Even someone else with chronic health problems can’t understand your exact problems. I have a friend who has terrible terrible digestive tract health problems and I simply can’t imagine them. I can eat most of what I want and although my body will store every single bit of it, I can eat it without much trouble. Onions and eating out seem to bother me now a days, but this friend – she can’t eat anything. I mean anything without being in pain. See, even sick people have different health issues that they understand better as well.
Tonight I am staying home from a party I really wanted to go to. I haven’t gone to much this last 6 months and I was kind of excited to get out of the house. Mostly I wanted to go because my baby loves parties and we haven’t had enough lately – or been to enough. He loves to dance. He loves the lights and music. He loves seeing the other kids. He loves dressing up and the special glasses and the adults acting silly. He loves a good party. In fact, for a while in his life when he was younger everything was a party. If we were going to the zoo he called it a “zoo party”, if we had ice cream we were having an “ice cream party.” I love that he loves to party. So I wanted to take him and party.
I am home because I have been sick since the end of December. A good 2.5 weeks. I don’t know if I fatigued myself or if something is going on with me. Usually if it’s fatigue I feel better after some time resting. I take a day my hubby is off and spend most of it in bed, I spend much of the day during the next few days literally lying on the couch. I start to feel better. But I have done this and it isn’t helping. I am still sick. This week has been really bad and I know if I had gone it would be very hard on my body. Even to go sit. I have found if I continue just to keep pushing, to force myself to go have fun, to force myself to take my son out, to force myself to get everything done at home… I have found that I make it worse and I have ended up in the hospital or in bed for days a time or two because of it.

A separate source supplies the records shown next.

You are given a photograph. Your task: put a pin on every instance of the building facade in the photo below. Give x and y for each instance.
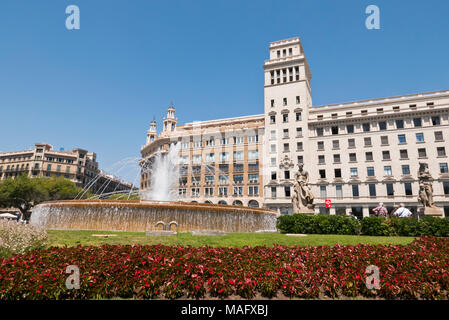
(79, 166)
(357, 153)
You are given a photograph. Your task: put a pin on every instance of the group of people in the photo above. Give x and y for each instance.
(398, 211)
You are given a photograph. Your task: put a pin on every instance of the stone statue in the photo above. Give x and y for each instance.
(425, 195)
(302, 199)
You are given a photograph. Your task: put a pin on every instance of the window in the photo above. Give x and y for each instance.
(351, 143)
(253, 139)
(402, 139)
(253, 154)
(337, 173)
(355, 190)
(238, 178)
(403, 154)
(322, 173)
(224, 156)
(210, 157)
(408, 189)
(197, 159)
(372, 190)
(339, 190)
(238, 155)
(321, 159)
(436, 121)
(422, 153)
(446, 187)
(287, 192)
(352, 157)
(405, 169)
(367, 142)
(320, 145)
(366, 127)
(417, 122)
(438, 135)
(390, 190)
(323, 193)
(420, 137)
(253, 190)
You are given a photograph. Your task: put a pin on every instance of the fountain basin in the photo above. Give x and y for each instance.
(121, 215)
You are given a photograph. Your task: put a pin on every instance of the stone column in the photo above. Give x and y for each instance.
(365, 212)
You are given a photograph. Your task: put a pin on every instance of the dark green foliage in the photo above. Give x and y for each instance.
(370, 226)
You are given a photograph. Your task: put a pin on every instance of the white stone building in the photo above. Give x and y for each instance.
(357, 153)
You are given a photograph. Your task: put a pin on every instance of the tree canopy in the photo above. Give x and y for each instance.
(24, 192)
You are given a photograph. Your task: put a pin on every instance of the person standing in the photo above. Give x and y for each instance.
(380, 210)
(403, 212)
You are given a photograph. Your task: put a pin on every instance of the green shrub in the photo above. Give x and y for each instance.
(432, 226)
(318, 224)
(371, 226)
(376, 226)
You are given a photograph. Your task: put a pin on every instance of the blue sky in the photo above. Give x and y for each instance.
(99, 87)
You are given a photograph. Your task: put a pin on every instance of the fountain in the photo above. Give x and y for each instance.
(157, 208)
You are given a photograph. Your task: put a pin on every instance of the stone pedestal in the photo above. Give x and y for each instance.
(307, 211)
(432, 212)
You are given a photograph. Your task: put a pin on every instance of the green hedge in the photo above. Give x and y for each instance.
(372, 226)
(318, 224)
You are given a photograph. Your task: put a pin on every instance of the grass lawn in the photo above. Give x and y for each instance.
(75, 237)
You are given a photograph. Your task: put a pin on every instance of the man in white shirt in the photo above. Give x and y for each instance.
(403, 212)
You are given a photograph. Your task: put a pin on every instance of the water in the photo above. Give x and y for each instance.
(109, 215)
(164, 175)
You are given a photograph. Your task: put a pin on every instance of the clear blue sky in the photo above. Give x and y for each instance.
(98, 87)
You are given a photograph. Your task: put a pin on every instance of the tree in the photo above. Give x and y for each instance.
(22, 193)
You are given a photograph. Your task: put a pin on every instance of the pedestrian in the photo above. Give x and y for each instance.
(380, 210)
(403, 212)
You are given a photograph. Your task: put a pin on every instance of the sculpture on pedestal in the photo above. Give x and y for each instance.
(302, 195)
(425, 195)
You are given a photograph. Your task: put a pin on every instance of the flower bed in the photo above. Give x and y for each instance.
(419, 270)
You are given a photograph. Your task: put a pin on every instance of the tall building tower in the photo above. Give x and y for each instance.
(287, 99)
(152, 132)
(170, 121)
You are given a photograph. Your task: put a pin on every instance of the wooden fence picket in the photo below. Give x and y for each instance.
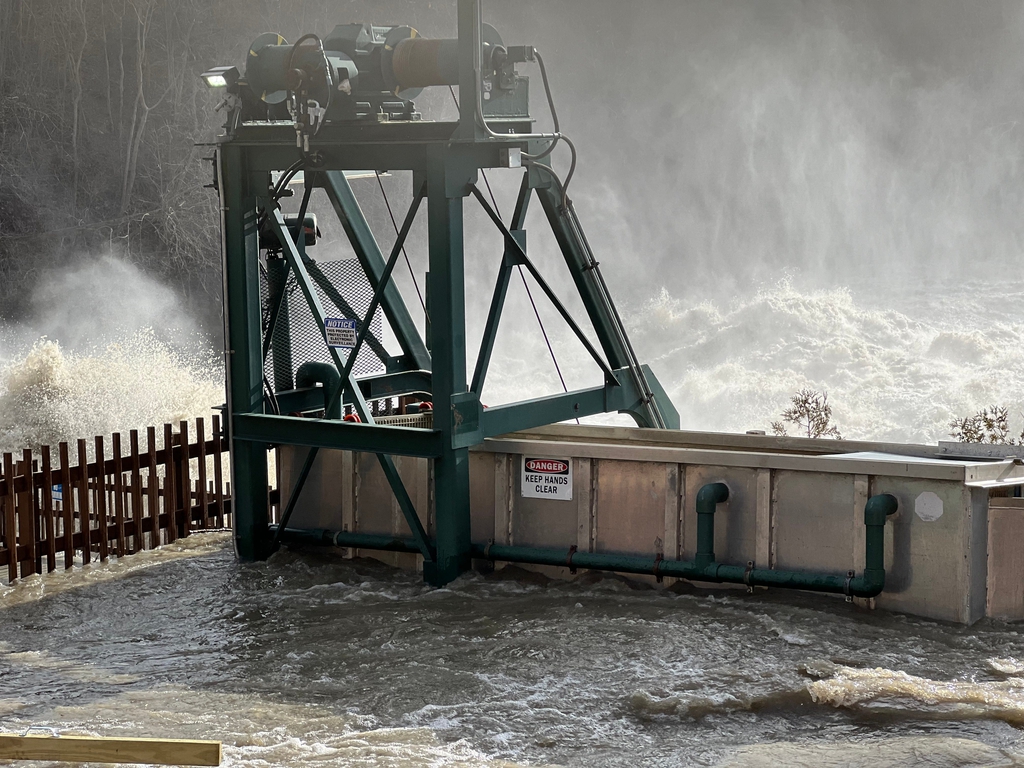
(110, 506)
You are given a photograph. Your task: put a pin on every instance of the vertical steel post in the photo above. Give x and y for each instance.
(281, 340)
(448, 348)
(244, 351)
(469, 67)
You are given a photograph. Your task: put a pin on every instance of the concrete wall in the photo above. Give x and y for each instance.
(947, 555)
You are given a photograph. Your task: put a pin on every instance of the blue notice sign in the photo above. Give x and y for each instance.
(340, 332)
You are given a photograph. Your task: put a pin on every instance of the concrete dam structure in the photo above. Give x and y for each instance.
(793, 504)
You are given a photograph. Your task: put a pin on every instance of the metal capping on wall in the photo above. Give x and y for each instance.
(801, 512)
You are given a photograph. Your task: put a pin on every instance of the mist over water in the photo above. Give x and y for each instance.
(108, 348)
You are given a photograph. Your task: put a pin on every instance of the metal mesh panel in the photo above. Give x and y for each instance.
(344, 292)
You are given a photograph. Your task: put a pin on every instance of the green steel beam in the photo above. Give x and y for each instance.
(374, 388)
(469, 68)
(372, 260)
(600, 313)
(448, 179)
(514, 245)
(510, 259)
(491, 326)
(245, 358)
(325, 538)
(515, 417)
(276, 220)
(337, 435)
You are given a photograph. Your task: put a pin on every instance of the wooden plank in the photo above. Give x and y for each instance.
(185, 481)
(9, 516)
(48, 526)
(170, 503)
(202, 501)
(136, 493)
(105, 750)
(104, 534)
(67, 506)
(119, 493)
(218, 479)
(153, 486)
(84, 513)
(27, 516)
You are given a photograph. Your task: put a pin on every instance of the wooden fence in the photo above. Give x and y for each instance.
(52, 507)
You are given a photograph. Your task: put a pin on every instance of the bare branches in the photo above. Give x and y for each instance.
(811, 414)
(988, 425)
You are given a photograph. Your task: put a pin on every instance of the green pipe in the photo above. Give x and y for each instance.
(322, 373)
(709, 498)
(704, 567)
(325, 538)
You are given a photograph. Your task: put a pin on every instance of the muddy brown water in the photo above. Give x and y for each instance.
(308, 659)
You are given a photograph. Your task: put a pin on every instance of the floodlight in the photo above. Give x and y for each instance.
(221, 77)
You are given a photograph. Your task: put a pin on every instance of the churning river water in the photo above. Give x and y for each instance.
(307, 659)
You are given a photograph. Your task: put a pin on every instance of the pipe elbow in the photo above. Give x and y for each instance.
(870, 584)
(312, 373)
(712, 494)
(879, 508)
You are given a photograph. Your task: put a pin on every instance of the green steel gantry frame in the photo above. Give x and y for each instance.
(445, 160)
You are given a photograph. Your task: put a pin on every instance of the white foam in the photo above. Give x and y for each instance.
(49, 394)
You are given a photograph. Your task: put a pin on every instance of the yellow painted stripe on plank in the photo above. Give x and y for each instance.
(110, 750)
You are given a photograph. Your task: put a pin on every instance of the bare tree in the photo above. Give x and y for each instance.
(811, 413)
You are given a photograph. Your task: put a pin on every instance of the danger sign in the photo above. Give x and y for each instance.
(547, 478)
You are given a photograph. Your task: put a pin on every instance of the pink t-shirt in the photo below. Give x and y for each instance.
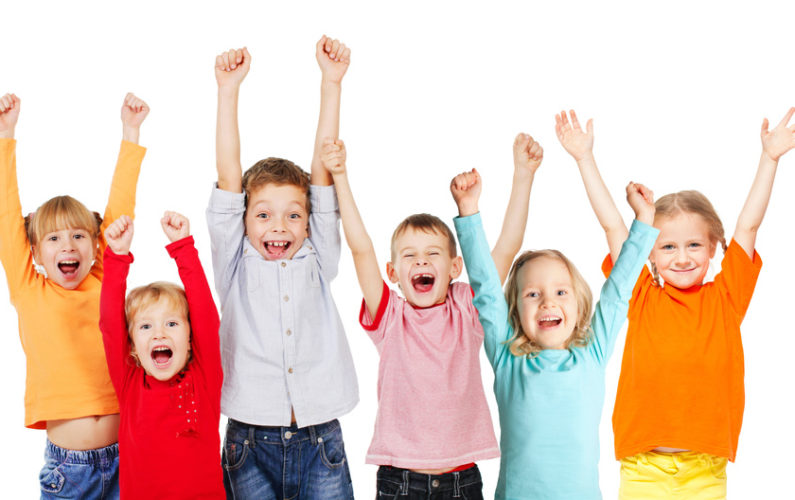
(432, 411)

So, tonight I am home. And my whole family is at the party. Word is my son made a toast. I can’t wait to see the video.
I am resting. That’s ok, because that’s what my body needs. I am a little sad – I have always been one of those “what am I missing” people. But I am ok.
My husband’s aunt came over to get everyone for the party. She asked me why was I sick. She said she felt sorry for me. The funny thing is, I don’t know why I am sick so much. I am sick all the time with one or another of my chronic problems and honestly I am kind of tired of it. I have gotten somewhat of a handle on my migraines thanks to botox injections, but now I have new problems cropping up. I guess this is just how life is for me and I will just deal with it and continue to do my best to have a healthy lifestyle and feel better.
I have learned one important thing from all of this though.
No one truly appreciates their health until they don’t have it anymore. People treat their bodies terribly (I did) and they go running or go play volley ball with friends or go hang out until 4 am playing video games and they never realize that they have something others don’t.
Please, if you have your health, treat it well. Appreciate it. If you have a body that doesn’t hurt every minute of the day, stop and enjoy that freedom – that comfort – that “not pain” state. If you are healthy, stop – EVERY. SINGLE. DAY. – just once a day – and think of something you are thankful you can do with your body that others can’t. It is a hard thing to appreciate if you haven’t felt poorly before. I just wish I had appreciated it before – had done more with my healthy body. Had treated it better.